In 1962, Buchwald returned to the United States. By now he was one of the country's most widely syndicated columnists, primarily associated with The Washington Post, but appearing at one point in as many as 550 papers. Despite the plaudits and the fame, life was not as easy as it seemed. For all the Jewish chutzpah, Buchwald was deeply sensitive and prone to terrible bouts of self-doubt. In both 1963 and 1987 he suffered depressive breakdowns, spurred by the fear he would never make anyone laugh again.
But make them laugh he did, for as long as he put pen to paper, poking fun at the presidents, politicians and other luminaries of the age - without malice, but employing a delicious satire, turning conventional political analysis inside out. Take the famous 18 1/2 minute gap on one of the Watergate tapes, assumed to have been a deliberate erasure of damning comments by Richard Nixon. Not so, argued Buchwald; it was caused by Nixon humming.
Buchwald was a workaholic, but he made humour seem effortless. The morning papers usually provided an idea and by 11.30, the column written, he was prowling the Post's office in search of luncheon partners. Along the way there was an almost yearly book, a Pulitzer Prize in 1982, as well as a play called Sheep on the Runway, dealing with the farcical misadventures of a snooty Washington newspaper columnist visiting a remote Asian country.
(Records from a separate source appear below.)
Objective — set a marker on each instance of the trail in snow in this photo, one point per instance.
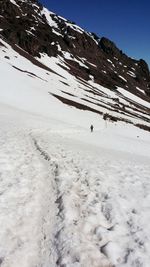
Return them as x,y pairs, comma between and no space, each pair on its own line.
27,203
69,203
104,207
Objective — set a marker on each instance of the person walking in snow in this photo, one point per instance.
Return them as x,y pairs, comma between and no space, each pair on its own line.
91,127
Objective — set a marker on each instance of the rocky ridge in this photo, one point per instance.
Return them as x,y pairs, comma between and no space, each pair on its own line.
34,31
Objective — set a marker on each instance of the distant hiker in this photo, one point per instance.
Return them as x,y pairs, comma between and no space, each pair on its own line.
91,127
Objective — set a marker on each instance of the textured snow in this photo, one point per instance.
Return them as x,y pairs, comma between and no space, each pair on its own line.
68,197
122,78
14,2
49,19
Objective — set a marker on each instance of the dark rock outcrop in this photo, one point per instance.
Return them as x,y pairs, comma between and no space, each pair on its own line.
32,28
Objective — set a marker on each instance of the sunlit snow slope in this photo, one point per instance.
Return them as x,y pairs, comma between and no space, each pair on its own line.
69,197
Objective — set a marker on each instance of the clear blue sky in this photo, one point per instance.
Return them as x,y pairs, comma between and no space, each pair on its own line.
125,22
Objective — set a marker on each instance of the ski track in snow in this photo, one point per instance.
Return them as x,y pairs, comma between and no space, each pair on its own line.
102,207
65,204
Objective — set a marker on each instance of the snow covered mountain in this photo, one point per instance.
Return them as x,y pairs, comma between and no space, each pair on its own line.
91,72
69,197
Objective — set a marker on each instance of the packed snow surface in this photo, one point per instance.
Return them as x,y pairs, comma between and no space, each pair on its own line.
68,197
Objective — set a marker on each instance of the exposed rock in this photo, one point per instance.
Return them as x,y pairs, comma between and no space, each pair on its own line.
25,24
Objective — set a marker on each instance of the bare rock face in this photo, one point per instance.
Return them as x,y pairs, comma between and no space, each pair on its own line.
34,29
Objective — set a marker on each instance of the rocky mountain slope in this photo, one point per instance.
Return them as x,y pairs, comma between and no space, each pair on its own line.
94,63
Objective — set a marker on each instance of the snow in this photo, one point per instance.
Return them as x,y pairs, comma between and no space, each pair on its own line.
122,78
134,98
69,197
132,74
14,2
49,19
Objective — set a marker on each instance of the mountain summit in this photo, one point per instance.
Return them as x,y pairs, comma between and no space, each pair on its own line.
95,62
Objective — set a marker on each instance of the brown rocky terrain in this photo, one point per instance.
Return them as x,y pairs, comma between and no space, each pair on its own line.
32,31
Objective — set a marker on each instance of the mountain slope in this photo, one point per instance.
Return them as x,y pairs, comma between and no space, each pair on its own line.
95,63
69,197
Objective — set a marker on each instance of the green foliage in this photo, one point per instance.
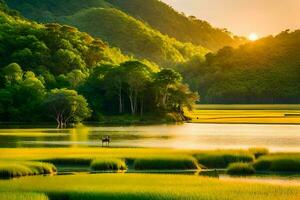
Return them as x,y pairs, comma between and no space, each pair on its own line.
240,169
132,87
221,159
104,20
108,165
168,21
11,170
66,106
50,70
278,163
166,163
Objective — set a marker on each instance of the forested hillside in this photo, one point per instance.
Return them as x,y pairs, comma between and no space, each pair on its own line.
265,71
168,21
101,19
56,73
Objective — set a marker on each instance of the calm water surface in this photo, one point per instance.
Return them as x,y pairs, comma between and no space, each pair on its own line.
187,136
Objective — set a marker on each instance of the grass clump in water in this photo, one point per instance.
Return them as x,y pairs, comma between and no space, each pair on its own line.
240,169
221,159
166,163
258,152
278,163
70,161
12,170
108,165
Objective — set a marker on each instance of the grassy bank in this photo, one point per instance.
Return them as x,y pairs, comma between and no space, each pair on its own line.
18,169
148,159
166,163
145,186
221,159
289,163
246,114
22,196
108,165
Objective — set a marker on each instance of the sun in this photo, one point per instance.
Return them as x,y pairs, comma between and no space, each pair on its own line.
253,37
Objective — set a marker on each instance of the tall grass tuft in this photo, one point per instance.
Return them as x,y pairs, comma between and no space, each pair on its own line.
258,152
278,163
166,163
108,165
69,161
240,169
22,196
221,159
12,170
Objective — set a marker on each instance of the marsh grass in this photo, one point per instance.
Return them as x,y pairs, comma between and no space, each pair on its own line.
166,163
278,163
150,187
112,164
69,161
258,152
240,169
22,196
18,169
221,159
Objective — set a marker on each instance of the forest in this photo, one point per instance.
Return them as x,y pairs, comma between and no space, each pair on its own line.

In 2000 he published his first novel, Stella in Heaven. That year a stroke briefly slowed him down. But the advent of George W. Bush provided rich new material, and the twice-weekly Post columns continued to appear, until shortly before his death. In November he even published another book, Too Soon to Say Goodbye. Decades earlier, however, Buchwald had become a listed national monument - proof of his own aphorism, "If you attack the establishment long enough and hard enough, they will make you a member of it."